Motif d’opposition fondé sur le caractère distinctif

[9]               L’Opposant allègue que la Marque n’a pas de caractère distinctif, car elle n’a jamais permis de distinguer et n’a jamais été adaptée pour distinguer les Marchandises des marchandises et services de l’Opposant ou de son prédécesseur en droit.

i) Date pertinente

[10]           La première question soulevée par la Requérante en lien avec ce motif d’opposition est la date pertinente pour l’évaluation du caractère distinctif. Le registraire et les tribunaux ont souvent fait référence à Andres Wines Ltd et E & J Gallo Winery (1975), 25 C.P.R. (2d) 126 (CAF) et Park Avenue Furniture Corp c. Wickes/Simmons Bedding Ltd et al (1991), 37 C.P.R. (3d) 41 (CAF) pour étayer la proposition selon laquelle le caractère distinctif de la marque visée par l’enregistrement, s’il existe, doit être déterminé à la date de production de la déclaration d’opposition. Je suis lié par les décisions de la Cour d’appel fédérale, et j’évaluerai donc ce motif en fonction de cette date, soit le 18 février 2011. Toutefois, compte tenu des observations formulées par la Requérante, j’aimerais faire quelques commentaires, puisqu’il semble qu’après examen de la preuve, la date pertinente pourrait avoir une incidence importante sur la conclusion de ce motif d’opposition.
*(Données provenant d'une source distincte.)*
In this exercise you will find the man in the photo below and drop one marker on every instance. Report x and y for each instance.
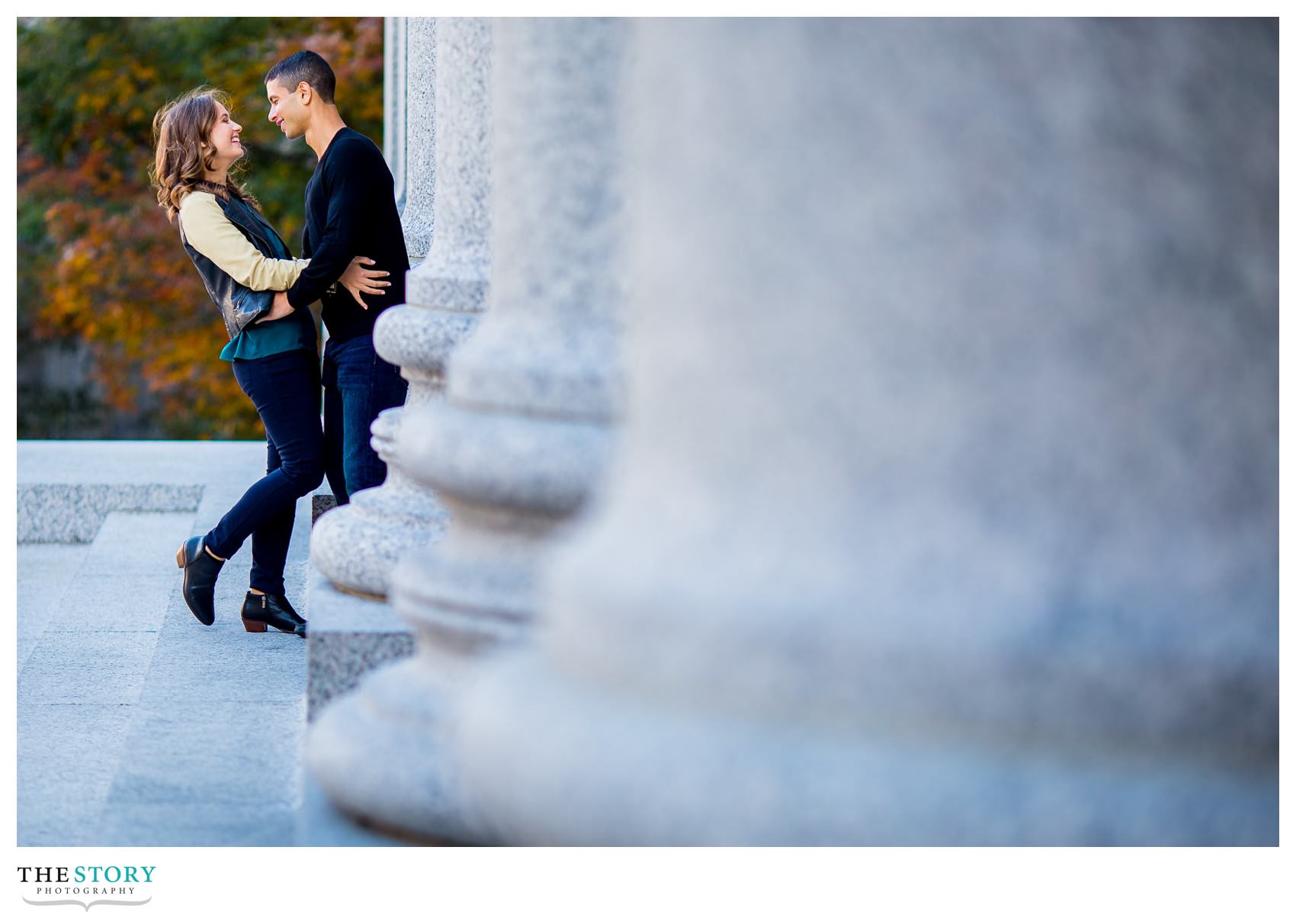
(350, 210)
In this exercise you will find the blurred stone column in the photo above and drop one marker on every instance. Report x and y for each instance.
(518, 446)
(448, 187)
(946, 505)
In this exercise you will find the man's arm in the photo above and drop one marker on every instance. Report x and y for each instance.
(351, 183)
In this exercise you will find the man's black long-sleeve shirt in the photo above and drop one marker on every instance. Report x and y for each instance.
(350, 211)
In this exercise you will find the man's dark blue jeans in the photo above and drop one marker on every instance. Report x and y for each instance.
(285, 390)
(358, 385)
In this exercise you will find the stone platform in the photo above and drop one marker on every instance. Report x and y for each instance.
(136, 723)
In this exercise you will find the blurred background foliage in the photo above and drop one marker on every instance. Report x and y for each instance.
(117, 336)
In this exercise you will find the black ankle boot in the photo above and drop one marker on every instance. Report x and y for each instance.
(271, 609)
(200, 578)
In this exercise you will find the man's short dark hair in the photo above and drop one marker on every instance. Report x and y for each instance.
(306, 66)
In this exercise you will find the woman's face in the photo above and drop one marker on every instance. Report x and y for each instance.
(224, 140)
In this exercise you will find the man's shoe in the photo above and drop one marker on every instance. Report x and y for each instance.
(200, 578)
(271, 609)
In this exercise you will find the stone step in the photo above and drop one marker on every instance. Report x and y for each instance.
(88, 625)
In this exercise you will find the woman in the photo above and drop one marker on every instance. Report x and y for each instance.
(272, 349)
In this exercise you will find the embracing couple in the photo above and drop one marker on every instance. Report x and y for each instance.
(354, 265)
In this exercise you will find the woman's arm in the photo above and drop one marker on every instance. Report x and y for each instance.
(218, 239)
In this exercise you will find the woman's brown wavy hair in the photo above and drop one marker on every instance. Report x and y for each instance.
(179, 130)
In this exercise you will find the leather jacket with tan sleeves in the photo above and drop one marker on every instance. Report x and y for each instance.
(240, 281)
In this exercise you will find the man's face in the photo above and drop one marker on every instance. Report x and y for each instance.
(287, 109)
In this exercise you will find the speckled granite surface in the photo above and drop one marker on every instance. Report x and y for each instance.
(349, 637)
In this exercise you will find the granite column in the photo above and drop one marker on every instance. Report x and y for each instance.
(945, 509)
(521, 438)
(444, 181)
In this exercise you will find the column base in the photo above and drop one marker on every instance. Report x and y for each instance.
(383, 755)
(359, 544)
(553, 761)
(348, 638)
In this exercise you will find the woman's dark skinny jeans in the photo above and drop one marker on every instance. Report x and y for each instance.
(285, 388)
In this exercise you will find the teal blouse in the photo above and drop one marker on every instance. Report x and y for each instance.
(294, 332)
[11]           Tout d’abord, dans Andres Wines, la Cour d’appel fédérale détermine que la date pertinente en lien avec le motif d’opposition fondé sur le caractère distinctif était la date de production de la déclaration d’opposition, sans analyser la question en profondeur. De ce fait, la Cour mentionne que les résultats auraient été les mêmes si on avait utilisé la date de dépôt de la demande. Or, dans le cas qui nous occupe, les résultats ne seraient pas les mêmes, puisque toute preuve d’emploi de la marque de commerce NADA de l’Opposant en liaison avec les parfums survient après la date de dépôt de la demande étudiée.

[12]           Pour ce qui est de Park Avenue, même si on y fait référence dans Andres Wines, la Cour d’appel fédérale devait déterminer quelle était la date pertinente en lien avec le motif fondé sur l’enregistrabilité aux termes de l’alinéa 12(1)d) de la Loi.
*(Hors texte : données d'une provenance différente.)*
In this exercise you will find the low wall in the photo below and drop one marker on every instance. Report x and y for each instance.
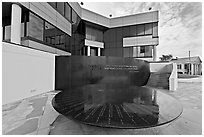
(163, 75)
(111, 72)
(25, 72)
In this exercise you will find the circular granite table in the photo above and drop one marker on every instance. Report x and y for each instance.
(129, 107)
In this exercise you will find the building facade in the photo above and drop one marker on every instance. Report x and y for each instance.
(67, 29)
(33, 33)
(191, 66)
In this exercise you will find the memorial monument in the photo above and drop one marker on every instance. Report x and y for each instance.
(110, 92)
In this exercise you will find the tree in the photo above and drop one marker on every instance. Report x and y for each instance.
(166, 57)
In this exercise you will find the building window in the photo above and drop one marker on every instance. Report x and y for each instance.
(155, 29)
(7, 35)
(138, 51)
(67, 11)
(35, 27)
(53, 4)
(148, 29)
(140, 29)
(94, 34)
(142, 49)
(74, 16)
(49, 34)
(60, 7)
(179, 66)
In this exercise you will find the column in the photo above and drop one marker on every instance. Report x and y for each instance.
(154, 53)
(88, 51)
(99, 51)
(16, 24)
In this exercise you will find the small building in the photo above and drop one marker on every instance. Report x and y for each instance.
(189, 65)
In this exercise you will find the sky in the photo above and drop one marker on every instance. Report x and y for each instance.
(180, 23)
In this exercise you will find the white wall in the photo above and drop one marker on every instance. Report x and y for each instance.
(44, 10)
(25, 72)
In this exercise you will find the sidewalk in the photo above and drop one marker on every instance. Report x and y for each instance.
(192, 80)
(36, 116)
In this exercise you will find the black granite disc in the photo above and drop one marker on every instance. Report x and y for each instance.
(133, 107)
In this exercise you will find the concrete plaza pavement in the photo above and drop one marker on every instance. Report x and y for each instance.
(36, 116)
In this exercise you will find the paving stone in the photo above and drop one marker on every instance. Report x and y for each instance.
(92, 130)
(38, 105)
(49, 115)
(44, 131)
(28, 127)
(185, 127)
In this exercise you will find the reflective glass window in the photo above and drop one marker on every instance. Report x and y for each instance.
(67, 11)
(88, 33)
(140, 29)
(74, 16)
(53, 4)
(7, 32)
(132, 31)
(155, 29)
(135, 51)
(148, 29)
(142, 49)
(126, 52)
(36, 27)
(60, 7)
(49, 34)
(148, 51)
(126, 31)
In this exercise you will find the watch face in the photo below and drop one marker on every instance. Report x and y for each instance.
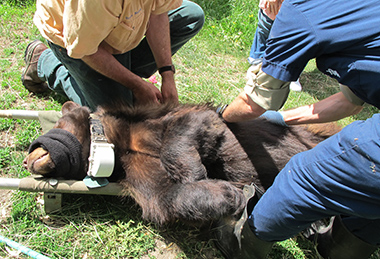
(167, 68)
[13]           Nous pouvons consulter un bon examen de la jurisprudence à ce propos dans l’arrêt Big Apple Ltd c. Bab Holdings Inc. (2002), 16 C.P.R. (4th) 427 (C.F. 1re inst.). Dans cette cause, l’opposant suggérait une autre date pertinente possible : la date de la décision du registraire, afin de suivre le principe énoncé dans Park Avenue selon lequel si la date pertinente n’est pas indiquée dans la Loi, alors ce devrait être la date de la décision du registraire.
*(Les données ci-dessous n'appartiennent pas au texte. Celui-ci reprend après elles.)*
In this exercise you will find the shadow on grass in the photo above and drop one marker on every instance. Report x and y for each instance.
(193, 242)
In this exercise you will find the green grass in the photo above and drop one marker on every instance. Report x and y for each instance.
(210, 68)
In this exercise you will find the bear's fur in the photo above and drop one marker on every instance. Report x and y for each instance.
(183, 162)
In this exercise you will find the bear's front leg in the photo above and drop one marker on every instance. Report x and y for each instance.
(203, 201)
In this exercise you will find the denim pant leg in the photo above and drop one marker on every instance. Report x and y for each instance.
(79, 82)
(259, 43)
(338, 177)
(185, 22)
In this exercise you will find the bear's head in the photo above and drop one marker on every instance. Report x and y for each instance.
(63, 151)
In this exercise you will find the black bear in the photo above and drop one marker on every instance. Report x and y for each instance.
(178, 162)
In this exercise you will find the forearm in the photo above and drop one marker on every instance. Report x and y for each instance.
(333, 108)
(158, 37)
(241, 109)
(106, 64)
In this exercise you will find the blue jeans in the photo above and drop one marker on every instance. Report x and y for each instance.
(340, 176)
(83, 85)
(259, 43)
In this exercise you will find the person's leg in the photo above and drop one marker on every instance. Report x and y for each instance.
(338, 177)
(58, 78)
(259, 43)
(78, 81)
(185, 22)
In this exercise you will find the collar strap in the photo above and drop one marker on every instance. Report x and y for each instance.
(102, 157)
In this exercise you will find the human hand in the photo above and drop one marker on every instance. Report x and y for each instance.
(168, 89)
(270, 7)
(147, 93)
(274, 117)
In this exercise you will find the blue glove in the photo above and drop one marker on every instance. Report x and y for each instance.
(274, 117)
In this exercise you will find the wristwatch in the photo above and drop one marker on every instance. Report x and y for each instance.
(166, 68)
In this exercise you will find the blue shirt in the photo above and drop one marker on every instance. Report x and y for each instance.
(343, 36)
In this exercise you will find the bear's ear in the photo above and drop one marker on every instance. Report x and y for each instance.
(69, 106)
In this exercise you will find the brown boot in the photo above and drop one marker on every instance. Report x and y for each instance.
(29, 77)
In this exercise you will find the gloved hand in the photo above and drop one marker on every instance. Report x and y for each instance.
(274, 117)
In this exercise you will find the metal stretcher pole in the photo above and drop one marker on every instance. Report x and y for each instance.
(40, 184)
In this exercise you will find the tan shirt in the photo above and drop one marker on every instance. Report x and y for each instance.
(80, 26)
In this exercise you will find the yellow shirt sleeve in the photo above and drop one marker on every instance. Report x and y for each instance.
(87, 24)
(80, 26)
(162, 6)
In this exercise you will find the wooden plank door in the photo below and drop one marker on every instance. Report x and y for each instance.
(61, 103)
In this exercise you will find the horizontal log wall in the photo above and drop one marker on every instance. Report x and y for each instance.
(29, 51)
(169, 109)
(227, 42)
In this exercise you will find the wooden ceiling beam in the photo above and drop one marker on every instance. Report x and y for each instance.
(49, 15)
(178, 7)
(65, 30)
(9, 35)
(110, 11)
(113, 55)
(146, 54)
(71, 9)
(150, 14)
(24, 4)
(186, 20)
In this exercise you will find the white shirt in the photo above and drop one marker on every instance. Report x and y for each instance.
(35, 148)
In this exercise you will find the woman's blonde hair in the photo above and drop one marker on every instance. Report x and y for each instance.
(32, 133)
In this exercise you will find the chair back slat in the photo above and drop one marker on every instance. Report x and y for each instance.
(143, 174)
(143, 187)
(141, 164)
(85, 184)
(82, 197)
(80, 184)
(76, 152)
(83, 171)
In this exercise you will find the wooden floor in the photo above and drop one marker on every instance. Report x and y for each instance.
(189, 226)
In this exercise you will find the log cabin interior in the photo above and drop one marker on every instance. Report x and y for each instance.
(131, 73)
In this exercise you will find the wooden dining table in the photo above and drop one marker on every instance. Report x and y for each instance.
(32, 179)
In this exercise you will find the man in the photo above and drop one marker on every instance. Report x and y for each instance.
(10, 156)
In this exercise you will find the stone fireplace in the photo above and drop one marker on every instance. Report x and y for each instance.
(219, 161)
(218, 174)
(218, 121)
[14]           La Requérante affirme que ce motif d’opposition devrait être évalué en fonction de la date de dépôt de la demande, étant donné que l’intention de la Loi est de fixer les droits du requérant à la date de sa demande, à moins que le requérant ne revendique une date de premier emploi ou une date de priorité antérieure. Il y a de toute évidence des incertitudes pour le requérant si la date pertinente est postérieure à la date de dépôt de la demande. Comme dans le cas qui m’est soumis, un opposant peut se baser sur un usage postérieur d’une marque de commerce identique pour remettre en question le caractère distinctif de la marque visée par la demande. Si la date pertinente était la date de dépôt de la demande, alors cet usage postérieur n’aurait aucune incidence sur le caractère distinctif de la marque de commerce visée par la demande.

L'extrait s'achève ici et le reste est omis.